Poco después de mi regreso a La Laguna, con la frase todavía fresca en el zurrón, busqué entre mis libros todavía no consumidos algo para despachar en la semana. Tomé la novela Los días de la paciencia, del colombiano Óscar Collazos, editada por el antiguo sello de Joaquín Mortiz (1976) en su colección Nueva Narrativa Hispánica; lo compré hace algunos meses en una librería de viejo, y mi ejemplar se conserva espléndido, como recién despojado del celofán. Lo primero que hice fue repasar su cuarta, sus solapas; allí leí, como refuerzo de lo que vengo afirmando, la lista de autores y de obras amparadas por la colección en la que ahora figuraba Collazos. Hay en esa nómina, claro, autores todavía frecuentados: Yánez, Castellanos, Leñero, García Ponce, Fuentes, Goytisolo, pero son más frecuentes los infrecuentados, al menos en nuestro país: Pedro Juan Soto, Enrique Lafourcade, Manuel Echeverría, Juan Ventura Agudiez, Jesús López-Pacheco, Roberto Ruiz y otros tantos más. Recordé a Roberto Bolaño, quien en uno de los hermosos artículos de Entre paréntesis, observa que “La respuesta a este reflujo de escritores, sin embargo, es muy sencilla. Así como el amor se mueve con una mecánica similar a la del mar, como decía el poeta nicaragüense Martínez Rivas, así también se mueven los escritores, y un día aparecen y luego desaparecen y luego, quién sabe, vuelven a aparecer. Y si no vuelven a aparecer tampoco importa tanto porque ellos, de alguna manera secreta, ya son nosotros”.

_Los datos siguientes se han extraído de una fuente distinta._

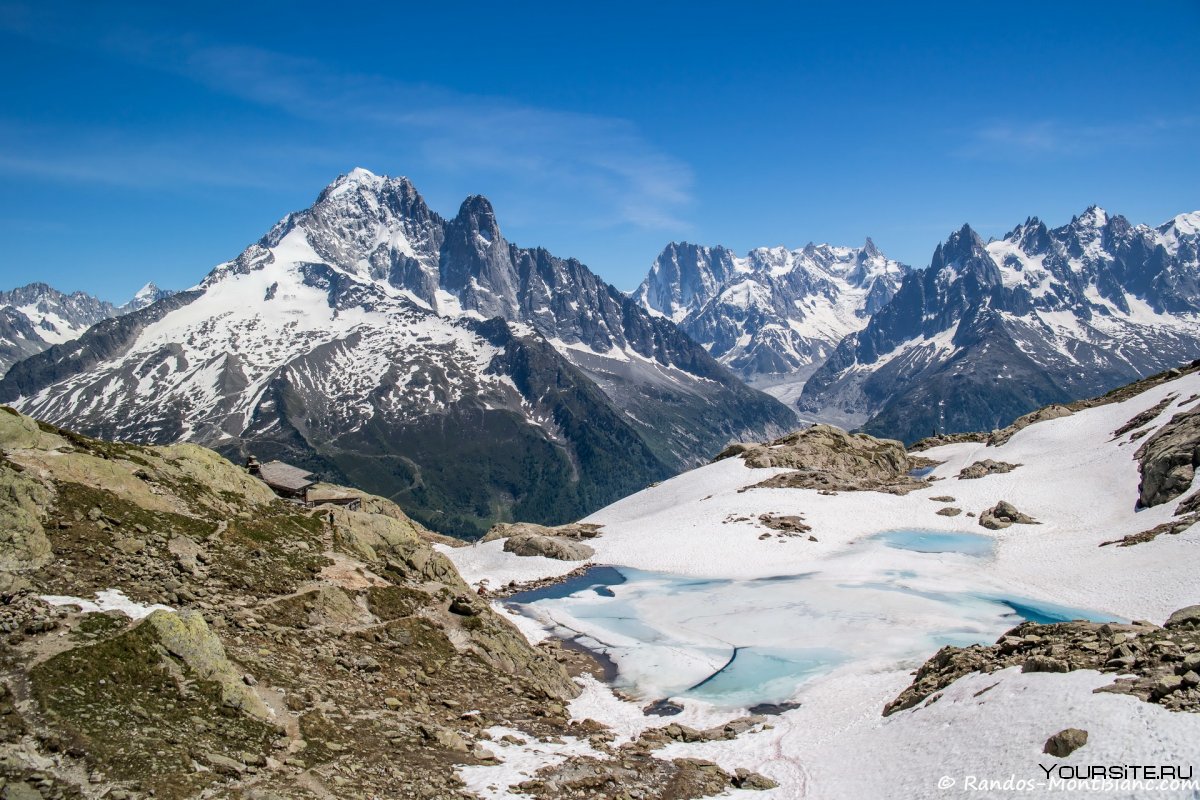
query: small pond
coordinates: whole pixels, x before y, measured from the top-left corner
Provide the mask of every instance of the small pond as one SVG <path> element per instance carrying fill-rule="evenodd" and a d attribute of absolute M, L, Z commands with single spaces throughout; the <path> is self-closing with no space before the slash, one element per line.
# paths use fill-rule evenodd
<path fill-rule="evenodd" d="M 964 556 L 988 556 L 996 540 L 979 533 L 941 533 L 938 531 L 887 531 L 872 537 L 896 550 L 914 553 L 959 553 Z"/>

Y si no reaparecen, pregunto, ¿qué es de esos autores? ¿Habrá valido la pena todo el esfuerzo creativo? No digo si sus libros son buenos o son malos (de seguro es lo primero), pues de la mayoría no tengo ni un renglón, pero me da pena saber que allí están sus títulos, sus nombres, y sin embargo estoy convencido de que en todo México apenas tendrán uno o dos despistados lectores a lo sumo, si bien les va. Por eso la respuesta nada falsa, nada esnob, que me brotó aquella tarde frente a los lúcidos muchachos de la FLM: sí, tal vez publique esto y esto otro, “aunque no sé para qué”.